The Wolfpack nearly erased those first-half mistakes after the break.
Using a more focused defensive approach and an effort to get the ball into Leslie and Howell on the block, the Wolfpack clawed back into the game. After scoring 14 combined points in the first half, Leslie and Howell finished with 20 and 14, respectively.
"It's frustrating to have a start like we had," Gottfried said. "To see how well we could defend and score in the second half. We turned the ball over three or four times, shot 70 percent from the field and really defended them well. But we didn't in the first half. It's very disappointing. I don't know if there's one thing, but that is certainly not how we expected to play."
But in the end, Wyatt was too much for NC State to handle.
Wyatt scored a game-high 31 points - 20 of those coming in the second half - to help the Owls keep NC State at bay.
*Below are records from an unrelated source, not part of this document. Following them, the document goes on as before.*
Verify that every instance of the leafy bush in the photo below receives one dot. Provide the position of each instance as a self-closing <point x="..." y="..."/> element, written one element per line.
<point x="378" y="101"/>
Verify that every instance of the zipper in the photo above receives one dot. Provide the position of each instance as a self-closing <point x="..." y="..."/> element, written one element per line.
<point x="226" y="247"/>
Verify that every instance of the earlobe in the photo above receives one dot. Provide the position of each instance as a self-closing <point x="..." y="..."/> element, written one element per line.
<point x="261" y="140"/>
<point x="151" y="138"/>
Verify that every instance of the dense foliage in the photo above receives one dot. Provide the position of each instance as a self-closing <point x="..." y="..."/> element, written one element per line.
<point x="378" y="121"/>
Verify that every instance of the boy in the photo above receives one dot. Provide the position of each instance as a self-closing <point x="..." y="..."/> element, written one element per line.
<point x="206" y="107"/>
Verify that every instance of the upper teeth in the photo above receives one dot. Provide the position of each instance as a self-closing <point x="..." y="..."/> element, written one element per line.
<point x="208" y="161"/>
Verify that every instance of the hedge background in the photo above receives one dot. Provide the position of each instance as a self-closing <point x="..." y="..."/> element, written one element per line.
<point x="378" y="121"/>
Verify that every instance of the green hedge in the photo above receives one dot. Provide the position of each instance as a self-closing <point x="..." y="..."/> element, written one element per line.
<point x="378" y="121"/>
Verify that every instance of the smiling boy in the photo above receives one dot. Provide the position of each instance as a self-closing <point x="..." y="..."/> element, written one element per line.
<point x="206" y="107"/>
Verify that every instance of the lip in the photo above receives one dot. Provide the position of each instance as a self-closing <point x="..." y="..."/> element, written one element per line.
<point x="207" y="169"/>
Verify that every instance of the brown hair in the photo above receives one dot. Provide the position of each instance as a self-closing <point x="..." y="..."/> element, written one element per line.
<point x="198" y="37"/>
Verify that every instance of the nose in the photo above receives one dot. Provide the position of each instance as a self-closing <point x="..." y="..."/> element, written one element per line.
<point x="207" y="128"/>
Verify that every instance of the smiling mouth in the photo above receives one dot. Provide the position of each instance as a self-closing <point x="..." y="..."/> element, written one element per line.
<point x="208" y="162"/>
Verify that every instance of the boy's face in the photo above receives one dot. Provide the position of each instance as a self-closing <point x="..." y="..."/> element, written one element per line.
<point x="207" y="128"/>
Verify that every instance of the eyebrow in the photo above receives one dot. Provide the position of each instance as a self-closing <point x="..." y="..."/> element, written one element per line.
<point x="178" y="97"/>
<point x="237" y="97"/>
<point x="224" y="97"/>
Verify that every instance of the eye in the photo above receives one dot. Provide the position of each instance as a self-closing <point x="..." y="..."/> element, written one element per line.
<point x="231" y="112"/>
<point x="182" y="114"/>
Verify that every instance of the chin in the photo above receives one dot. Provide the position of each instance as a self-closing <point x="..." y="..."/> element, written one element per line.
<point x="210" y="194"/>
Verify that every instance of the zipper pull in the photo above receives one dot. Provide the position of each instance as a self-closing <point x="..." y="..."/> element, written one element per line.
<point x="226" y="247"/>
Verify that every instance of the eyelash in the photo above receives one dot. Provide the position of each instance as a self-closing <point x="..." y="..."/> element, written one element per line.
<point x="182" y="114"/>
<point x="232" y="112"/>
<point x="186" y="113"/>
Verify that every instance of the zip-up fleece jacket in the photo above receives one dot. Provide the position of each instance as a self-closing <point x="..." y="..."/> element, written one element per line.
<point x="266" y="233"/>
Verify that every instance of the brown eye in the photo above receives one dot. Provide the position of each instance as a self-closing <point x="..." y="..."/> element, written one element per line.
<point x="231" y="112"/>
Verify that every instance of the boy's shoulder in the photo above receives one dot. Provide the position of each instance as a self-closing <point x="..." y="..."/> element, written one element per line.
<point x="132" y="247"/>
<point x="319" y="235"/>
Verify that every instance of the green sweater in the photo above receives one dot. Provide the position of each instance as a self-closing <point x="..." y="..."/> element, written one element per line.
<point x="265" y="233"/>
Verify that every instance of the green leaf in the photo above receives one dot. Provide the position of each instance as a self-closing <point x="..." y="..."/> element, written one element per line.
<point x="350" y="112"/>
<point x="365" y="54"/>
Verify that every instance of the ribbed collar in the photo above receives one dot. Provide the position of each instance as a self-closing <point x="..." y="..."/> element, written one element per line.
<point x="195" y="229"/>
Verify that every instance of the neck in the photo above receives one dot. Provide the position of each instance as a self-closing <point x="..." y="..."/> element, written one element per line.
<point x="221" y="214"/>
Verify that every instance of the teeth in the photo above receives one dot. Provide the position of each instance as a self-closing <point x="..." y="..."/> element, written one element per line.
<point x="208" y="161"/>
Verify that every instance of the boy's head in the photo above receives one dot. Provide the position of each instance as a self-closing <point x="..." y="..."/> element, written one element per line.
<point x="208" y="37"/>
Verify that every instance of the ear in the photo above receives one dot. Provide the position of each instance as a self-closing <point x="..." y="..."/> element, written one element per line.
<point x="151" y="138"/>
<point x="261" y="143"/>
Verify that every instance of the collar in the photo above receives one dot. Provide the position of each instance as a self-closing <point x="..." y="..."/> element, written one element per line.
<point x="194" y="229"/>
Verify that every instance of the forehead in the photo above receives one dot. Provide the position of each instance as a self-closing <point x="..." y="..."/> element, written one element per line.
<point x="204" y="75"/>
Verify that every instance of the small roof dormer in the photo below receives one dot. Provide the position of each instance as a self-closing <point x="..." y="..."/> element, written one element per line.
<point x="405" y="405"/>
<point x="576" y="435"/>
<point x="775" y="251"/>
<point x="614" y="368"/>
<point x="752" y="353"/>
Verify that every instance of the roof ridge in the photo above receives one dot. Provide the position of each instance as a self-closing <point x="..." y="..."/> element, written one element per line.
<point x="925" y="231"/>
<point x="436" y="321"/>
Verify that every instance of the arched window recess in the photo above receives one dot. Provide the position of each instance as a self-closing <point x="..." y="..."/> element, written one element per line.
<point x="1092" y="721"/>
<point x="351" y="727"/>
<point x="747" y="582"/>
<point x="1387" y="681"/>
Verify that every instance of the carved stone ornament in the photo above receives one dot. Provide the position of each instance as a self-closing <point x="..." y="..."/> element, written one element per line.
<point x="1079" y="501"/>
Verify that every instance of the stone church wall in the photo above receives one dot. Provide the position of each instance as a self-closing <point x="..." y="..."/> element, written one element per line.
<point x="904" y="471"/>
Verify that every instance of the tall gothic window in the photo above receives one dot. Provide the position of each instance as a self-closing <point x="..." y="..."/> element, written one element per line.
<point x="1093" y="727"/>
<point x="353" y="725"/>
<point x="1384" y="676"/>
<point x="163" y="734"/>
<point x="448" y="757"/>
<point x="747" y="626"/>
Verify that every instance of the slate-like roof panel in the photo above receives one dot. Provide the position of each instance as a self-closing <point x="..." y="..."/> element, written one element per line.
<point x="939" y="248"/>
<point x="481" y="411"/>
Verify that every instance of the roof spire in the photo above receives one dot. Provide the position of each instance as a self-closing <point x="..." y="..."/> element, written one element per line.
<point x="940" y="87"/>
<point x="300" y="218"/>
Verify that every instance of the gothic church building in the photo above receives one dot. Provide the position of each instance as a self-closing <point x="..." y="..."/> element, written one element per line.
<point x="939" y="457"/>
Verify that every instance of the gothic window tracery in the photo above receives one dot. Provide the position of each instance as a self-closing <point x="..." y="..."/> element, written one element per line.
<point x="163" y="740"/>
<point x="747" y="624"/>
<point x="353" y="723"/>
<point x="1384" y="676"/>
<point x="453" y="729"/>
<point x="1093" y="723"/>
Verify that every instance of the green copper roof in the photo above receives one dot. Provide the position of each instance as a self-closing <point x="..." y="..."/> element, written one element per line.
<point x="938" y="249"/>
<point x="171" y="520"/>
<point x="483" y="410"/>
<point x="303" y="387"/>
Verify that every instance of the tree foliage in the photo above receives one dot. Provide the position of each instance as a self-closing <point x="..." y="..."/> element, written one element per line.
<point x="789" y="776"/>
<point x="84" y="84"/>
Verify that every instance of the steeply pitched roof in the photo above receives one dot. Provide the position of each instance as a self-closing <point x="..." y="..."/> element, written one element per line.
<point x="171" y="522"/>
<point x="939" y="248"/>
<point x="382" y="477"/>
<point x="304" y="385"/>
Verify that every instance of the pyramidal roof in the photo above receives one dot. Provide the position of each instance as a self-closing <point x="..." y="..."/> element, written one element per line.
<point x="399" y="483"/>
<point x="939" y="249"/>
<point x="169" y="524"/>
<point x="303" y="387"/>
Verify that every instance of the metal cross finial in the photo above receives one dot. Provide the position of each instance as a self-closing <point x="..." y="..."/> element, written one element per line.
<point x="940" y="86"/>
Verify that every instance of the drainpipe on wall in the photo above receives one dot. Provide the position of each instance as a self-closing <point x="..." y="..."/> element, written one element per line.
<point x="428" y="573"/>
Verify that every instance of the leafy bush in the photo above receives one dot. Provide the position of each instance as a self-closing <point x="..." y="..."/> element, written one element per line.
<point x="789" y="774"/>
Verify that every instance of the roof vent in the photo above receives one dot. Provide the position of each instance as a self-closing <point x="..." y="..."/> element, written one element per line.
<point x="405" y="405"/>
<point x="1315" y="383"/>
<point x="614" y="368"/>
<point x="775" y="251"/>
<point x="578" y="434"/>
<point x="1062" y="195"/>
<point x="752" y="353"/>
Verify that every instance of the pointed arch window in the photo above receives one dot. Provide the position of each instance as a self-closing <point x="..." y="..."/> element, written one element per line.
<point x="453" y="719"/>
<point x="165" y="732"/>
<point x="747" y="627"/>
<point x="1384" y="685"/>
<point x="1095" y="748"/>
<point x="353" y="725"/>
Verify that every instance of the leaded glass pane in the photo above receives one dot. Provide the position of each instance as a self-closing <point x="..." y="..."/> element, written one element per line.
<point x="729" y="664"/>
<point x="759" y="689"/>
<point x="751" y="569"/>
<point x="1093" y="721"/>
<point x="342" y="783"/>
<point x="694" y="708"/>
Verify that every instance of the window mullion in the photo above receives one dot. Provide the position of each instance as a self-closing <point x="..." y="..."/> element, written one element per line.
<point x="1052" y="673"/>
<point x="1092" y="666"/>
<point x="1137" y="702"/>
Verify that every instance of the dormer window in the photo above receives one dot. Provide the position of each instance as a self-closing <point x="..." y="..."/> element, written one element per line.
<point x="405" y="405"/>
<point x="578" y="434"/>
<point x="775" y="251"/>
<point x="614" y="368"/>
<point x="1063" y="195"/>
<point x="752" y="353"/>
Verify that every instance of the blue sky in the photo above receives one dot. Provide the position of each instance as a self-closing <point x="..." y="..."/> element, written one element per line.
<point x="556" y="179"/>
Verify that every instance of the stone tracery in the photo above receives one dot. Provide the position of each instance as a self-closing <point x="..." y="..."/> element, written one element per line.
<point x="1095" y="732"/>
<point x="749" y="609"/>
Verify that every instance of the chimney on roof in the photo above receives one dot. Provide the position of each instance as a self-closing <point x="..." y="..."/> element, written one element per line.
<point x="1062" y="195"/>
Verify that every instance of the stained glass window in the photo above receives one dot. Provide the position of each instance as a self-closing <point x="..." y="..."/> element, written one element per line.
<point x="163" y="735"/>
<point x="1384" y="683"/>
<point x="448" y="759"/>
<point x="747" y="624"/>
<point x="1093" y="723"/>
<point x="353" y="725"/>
Although the Wolfpack cut the lead down to three points with 10 second to play, they never regained control of the lead; their lone lead in the game was 2-0 in the opening minutes.
Wyatt scored six of the Owls final eight points, taking over when the game was in the balance.
"Today, Khalif Wyatt was the best player on the floor, period," Gottfried said. "He controlled tempo; he controlled the game.
"He really played well. He's a great player. We've played against really good guards this year, and Khalif Wyatt is as good or better than all of them. He controls tempo, doesn't turn the ball over, plays like a senior, can score, can pass. He puts you in a lot of tough positions throughout the game with his ability to drive and to get you on his hip. He's a really good player. He controlled the game, I thought, today from a tempo standpoint."
Note: Leslie deflects NBA questions: Now that the 2012-13 season is officially over, Leslie will have a big decision to make: come back to NC State for his senior season, or enter the NBA Draft this summer.
But immediately after the loss to Temple, the decision was the last thing on his mind.
"Can I get time? I haven't even had time to think," he said. "It's something I will sit down and think about."
"That's going to be a family decision for him," added Wood. "Obviously, he has the talent to play in the pros. He has to make a smart decision, whatever he thinks is best. I'm sure he will make the right one."